Once again, a prominent piece of talent – this time Curry – was left hanging out to dry, embarrassing the network, angering dedicated viewers and rewarding a loyal employee with an undignified escort to the curb.
In the case of Conan O’Brien in 2010, the bungled management of his failed turn as “Tonight Show” host turned the 16-year, true-blue veteran of the network into an embittered enemy with an army of Twitter followers. It spelled the end of network chief Jeff Zucker. It tarnished NBC’s brand and cost them a pile of money.
The departure from the "Today" show of Curry, a 15-year veteran of NBC, may not be as bad a debacle, but it’s hardly been elegant.
Her official exit as "Today" co-host on Thursday followed more than a week of frenzied speculation in the media and on the web about her fate, leading the morning co-host to finally break her silence to USA Today on Wednesday and say that she has been "hurt deeply" by the leaks and gossip.
What happened this time? Insiders tell TheWrap that people within NBC News — Matt Lauer, NBC News chief Steve Capus and “Today” show executive producer Jim Bell — were divided over Curry.
Some felt she was the source of the once-dominant show’s declining ratings. Others said the show itself had lost its dynamism and its wide ratings lead over “Good Morning America” for other reasons.
Ultimately, two insiders told TheWrap, NBC CEO Steve Burke had to step in and adjudicate the situation.
Particularly damaging were the multiple leaks to The New York Times in which unnamed NBC insiders said Curry had too much “empathy,” and lacked chemistry with Lauer.
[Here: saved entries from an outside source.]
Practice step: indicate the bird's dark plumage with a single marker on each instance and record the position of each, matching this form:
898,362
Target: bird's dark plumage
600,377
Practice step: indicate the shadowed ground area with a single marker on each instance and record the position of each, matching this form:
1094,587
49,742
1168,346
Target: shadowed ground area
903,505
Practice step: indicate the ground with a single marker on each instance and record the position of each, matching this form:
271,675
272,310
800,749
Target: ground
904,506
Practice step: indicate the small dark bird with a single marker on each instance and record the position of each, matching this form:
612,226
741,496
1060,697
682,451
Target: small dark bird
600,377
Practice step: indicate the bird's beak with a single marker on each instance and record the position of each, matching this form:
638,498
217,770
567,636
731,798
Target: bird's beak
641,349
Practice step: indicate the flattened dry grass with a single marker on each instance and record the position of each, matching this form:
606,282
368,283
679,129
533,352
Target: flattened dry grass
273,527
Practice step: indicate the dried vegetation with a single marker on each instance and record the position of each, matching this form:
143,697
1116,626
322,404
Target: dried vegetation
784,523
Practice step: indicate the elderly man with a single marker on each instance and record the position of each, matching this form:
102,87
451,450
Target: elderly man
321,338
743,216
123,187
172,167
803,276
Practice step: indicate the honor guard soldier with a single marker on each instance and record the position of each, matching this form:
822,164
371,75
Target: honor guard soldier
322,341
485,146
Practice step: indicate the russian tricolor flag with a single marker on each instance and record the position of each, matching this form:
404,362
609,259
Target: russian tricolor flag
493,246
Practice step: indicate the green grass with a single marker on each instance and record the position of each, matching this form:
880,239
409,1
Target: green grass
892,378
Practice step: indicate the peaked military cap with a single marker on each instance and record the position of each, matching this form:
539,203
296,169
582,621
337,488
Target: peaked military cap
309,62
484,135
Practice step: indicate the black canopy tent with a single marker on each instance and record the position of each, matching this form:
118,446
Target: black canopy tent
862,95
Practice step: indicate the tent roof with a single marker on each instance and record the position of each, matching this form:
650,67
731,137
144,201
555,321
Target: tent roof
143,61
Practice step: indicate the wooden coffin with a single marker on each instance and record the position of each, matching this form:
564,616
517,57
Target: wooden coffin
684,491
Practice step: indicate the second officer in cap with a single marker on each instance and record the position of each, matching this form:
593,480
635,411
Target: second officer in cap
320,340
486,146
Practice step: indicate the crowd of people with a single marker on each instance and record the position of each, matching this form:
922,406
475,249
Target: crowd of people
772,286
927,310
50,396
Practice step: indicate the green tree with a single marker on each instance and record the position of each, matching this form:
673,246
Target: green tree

That led Curry’s lawyer Robert Barnett to wring every advantage out of the standoff; he was in no hurry to give NBC a quick conclusion.
So negotiations took more than a week.
On Thursday Curry broke down in tears as she told viewers that she’d be leaving her dream job to be a roving correspondent for NBC News.
For Lauer’s sake, he had better hope ratings start to climb again, because from here on in he won’t have Curry as an excuse.
Savannah Guthrie, Curry's presumed successor, also may face challenges if she gets the job. NBC's high-profile coverage of the 2012 Olympic Games in London — with former "Today" co-host Meredith Vieira already touted as a special correspondent — could leave Guthrie in the shadows.
Television observers — including plenty of passionate commenters on TheWrap and elsewhere – insist that Curry was only a small part of “Today” show’s problems.
And either way, the network has once again managed to wring a lose-lose out of a delicate management situation.